Cystic fibrosis is a genetic disorder that runs in families, affecting around 30,000 people in the United States and over 70,000 worldwide. It causes thick, sticky mucus to build up in various parts of the body, including the lungs, liver, intestines, digestive tract, and pancreas. This mucus can clog the lungs, leading to serious infections, and block the pancreas, preventing enzymes from breaking down food properly.
### History of Cystic Fibrosis
The medical community has known about cystic fibrosis since the 1930s when Dr. Dorothy Andersen studied it at New York Babies Hospital. Historical records suggest that the condition was recognized as far back as the 17th century. The name “cystic fibrosis” comes from the scarring and cysts that develop in the pancreas, although other organs are also affected. In the past, most children with this condition didn’t live long enough to start school.
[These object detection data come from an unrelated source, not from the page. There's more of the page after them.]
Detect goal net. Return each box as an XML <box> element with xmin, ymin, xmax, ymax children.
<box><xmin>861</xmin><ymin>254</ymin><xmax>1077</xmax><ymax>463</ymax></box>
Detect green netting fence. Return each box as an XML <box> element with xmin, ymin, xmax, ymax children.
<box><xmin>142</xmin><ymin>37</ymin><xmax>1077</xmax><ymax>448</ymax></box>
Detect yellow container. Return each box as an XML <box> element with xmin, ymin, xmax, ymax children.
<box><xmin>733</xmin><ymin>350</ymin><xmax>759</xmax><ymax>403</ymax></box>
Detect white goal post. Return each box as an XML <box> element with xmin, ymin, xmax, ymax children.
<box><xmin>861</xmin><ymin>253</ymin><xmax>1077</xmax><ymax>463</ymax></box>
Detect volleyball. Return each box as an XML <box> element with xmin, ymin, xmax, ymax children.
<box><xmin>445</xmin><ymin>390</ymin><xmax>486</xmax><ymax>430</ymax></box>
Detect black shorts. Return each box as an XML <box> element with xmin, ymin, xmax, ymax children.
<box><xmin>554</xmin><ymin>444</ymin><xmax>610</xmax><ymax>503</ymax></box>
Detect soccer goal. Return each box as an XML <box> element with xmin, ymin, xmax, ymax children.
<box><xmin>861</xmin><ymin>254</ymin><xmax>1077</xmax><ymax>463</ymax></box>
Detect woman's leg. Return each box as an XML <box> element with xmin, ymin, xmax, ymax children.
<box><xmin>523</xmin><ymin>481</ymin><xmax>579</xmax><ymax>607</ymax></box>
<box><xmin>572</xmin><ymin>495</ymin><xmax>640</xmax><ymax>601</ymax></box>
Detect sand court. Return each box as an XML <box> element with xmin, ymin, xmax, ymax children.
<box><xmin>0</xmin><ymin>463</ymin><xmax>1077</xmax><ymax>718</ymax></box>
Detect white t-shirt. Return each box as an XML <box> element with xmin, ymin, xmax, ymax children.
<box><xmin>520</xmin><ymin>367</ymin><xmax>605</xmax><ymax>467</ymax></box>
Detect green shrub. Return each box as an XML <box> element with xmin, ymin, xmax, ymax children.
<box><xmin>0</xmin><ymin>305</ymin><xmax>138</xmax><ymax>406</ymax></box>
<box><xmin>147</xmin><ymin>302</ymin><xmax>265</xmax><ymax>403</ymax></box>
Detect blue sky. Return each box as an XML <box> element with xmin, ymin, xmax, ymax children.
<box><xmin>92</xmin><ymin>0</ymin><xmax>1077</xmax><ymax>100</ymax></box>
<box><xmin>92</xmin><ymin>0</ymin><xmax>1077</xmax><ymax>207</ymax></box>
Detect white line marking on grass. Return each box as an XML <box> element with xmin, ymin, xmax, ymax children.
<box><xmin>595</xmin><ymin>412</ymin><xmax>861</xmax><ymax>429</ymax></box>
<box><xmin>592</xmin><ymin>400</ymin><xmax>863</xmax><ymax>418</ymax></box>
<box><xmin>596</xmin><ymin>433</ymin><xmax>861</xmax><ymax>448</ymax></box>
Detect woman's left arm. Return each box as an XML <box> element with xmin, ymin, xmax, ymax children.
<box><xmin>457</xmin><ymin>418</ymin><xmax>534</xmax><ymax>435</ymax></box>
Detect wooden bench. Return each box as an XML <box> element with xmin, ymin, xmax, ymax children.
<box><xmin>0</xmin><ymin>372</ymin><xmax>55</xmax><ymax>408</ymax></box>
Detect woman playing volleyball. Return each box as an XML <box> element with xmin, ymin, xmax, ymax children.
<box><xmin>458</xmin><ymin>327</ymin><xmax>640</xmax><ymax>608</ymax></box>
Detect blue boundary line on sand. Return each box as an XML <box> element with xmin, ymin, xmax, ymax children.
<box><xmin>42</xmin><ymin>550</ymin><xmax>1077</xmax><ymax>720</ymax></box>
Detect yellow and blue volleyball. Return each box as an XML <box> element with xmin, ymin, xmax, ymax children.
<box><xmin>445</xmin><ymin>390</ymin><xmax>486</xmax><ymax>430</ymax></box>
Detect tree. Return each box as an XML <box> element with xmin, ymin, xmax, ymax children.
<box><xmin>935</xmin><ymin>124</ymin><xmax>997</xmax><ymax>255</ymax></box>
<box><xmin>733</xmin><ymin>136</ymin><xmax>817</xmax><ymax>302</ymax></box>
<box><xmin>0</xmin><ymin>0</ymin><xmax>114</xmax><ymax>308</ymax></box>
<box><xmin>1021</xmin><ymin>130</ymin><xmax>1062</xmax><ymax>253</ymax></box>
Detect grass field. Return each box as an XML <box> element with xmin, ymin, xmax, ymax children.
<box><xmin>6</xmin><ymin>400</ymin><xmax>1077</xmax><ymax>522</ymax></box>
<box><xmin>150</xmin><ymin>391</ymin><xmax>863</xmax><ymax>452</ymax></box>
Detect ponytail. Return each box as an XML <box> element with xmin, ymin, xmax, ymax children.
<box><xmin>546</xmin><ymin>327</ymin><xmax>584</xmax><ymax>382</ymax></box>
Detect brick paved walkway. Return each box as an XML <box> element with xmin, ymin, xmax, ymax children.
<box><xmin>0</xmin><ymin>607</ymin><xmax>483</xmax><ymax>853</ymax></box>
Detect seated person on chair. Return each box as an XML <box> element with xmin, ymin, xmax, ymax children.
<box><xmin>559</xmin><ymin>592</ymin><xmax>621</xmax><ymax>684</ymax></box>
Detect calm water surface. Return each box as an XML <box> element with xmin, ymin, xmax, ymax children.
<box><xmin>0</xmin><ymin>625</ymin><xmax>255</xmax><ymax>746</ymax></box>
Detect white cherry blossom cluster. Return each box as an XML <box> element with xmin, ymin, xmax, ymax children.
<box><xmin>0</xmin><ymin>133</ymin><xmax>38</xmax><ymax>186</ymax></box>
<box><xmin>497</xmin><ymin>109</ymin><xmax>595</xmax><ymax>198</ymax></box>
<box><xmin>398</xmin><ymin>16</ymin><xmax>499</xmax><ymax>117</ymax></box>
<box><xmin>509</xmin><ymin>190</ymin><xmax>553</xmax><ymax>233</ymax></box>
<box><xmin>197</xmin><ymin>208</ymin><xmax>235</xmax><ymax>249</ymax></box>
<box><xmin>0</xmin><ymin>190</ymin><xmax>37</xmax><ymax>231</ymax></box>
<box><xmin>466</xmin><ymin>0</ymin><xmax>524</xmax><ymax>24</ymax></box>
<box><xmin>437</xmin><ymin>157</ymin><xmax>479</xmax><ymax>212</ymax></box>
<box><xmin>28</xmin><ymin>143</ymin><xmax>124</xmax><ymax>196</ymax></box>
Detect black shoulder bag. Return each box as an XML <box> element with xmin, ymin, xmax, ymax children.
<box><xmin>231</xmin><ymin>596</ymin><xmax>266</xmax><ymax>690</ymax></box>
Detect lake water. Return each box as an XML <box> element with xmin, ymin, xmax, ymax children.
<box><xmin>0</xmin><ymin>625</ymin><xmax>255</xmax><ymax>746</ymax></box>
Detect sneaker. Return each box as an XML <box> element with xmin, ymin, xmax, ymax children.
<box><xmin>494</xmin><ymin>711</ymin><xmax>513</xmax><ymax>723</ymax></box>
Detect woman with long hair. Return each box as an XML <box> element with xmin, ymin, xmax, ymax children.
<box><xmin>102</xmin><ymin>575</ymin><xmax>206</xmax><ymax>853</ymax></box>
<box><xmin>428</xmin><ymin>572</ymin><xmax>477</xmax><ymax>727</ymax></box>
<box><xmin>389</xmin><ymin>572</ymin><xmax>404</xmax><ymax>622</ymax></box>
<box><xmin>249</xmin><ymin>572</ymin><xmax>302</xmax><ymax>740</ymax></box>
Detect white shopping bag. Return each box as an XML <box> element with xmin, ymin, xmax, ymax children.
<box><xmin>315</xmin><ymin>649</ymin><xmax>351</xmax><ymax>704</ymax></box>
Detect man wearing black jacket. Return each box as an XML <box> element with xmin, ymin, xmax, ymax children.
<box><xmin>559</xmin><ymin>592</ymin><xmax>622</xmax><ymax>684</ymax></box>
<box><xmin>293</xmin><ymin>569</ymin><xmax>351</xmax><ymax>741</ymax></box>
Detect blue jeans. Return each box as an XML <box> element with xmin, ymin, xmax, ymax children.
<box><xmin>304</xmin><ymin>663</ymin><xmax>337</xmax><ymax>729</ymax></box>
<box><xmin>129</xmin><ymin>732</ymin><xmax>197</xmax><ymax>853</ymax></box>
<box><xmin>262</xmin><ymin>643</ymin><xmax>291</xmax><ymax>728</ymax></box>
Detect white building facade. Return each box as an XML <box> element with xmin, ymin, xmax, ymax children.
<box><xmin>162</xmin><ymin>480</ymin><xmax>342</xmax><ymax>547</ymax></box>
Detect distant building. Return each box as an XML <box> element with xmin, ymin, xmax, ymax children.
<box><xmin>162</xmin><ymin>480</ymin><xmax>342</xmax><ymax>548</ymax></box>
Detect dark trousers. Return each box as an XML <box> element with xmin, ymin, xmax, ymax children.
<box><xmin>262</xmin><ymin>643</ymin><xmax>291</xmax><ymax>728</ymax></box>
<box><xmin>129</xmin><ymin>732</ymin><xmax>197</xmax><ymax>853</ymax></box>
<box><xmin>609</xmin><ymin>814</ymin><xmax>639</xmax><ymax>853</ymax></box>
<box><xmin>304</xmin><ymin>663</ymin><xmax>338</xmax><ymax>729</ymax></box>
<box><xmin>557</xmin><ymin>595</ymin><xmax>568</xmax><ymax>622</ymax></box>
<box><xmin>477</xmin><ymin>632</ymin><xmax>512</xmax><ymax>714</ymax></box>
Today, many live into adulthood.
### Cause of Cystic Fibrosis
Cystic fibrosis is caused by a mutation in a gene responsible for a protein that regulates mucus, digestive fluids, and sweat. Everyone has two copies of this gene. The disorder occurs only when both copies have the mutation. A child has a 25% chance of inheriting the condition if both parents carry the gene and a 50% chance of being a carrier themselves.
### Symptoms of Cystic Fibrosis
One of the main symptoms of cystic fibrosis is difficulty breathing. Early signs include salty-tasting skin from sweat gland secretions, frequent coughing, and chest colds. These symptoms can be confused with other lung issues, so a blood test is necessary for confirmation. Other symptoms include:
– Poor growth and height in childhood
– Shortness of breath and wheezing
– Difficulty maintaining weight despite a normal diet
– Thick, sticky mucus buildup
– Frequent chest infections and coughs
– Poor nutrient absorption
– Bowel obstructions in newborns and difficulty with bowel movements
### Cystic Fibrosis Testing
Diagnosis often begins before birth if the mother is known to carry the gene. Genetic testing can identify the CF gene. For children, a sweat test measures salt levels in sweat to confirm the diagnosis. Other diagnostic methods include:
– Newborn screening: All states test newborns for CF through a genetic blood test.
– Sweat test: Confirms CF by measuring salt levels in sweat induced by a chemical applied to the skin.
– Genetic testing: Identifies the specific CF gene mutation.
– Chest x-rays and sinus x-rays: Check for lung and sinus issues.
– Lung function tests: Assess how well the lungs deliver oxygen to the blood.
– Sputum culture: Detects bacteria associated with a more aggressive form of CF.
– Prenatal screening: Tests like amniocentesis and chorionic villus sampling can detect CF in a fetus.
### Treatments
There is no cure for cystic fibrosis, but treatments can help manage symptoms. These include proactive treatment of lung infections and a nutrient-rich diet. Treatments are individualized but often focus on the lungs, gastrointestinal tract, and reproductive system. Other treatments include:
– Medications: Inhaled drugs to clear thick mucus.
– Gene therapy: Aims to introduce normal CFTR proteins into lung airways.
– Antibiotics: Prevent or treat infections, sometimes requiring IV delivery.
– Mucus-thinning drugs: Help clear lung mucus.
– Bronchodilators: Keep airways open by relaxing surrounding muscles.
– Lung transplant: An option for severe cases when other treatments fail to improve breathing.
Every year, about 1,000 new people are diagnosed with cystic fibrosis, with most diagnoses occurring by age two. Roughly half of those with CF are over 18 years old. While the average life expectancy is in the late thirties, some individuals live much longer, well into old age.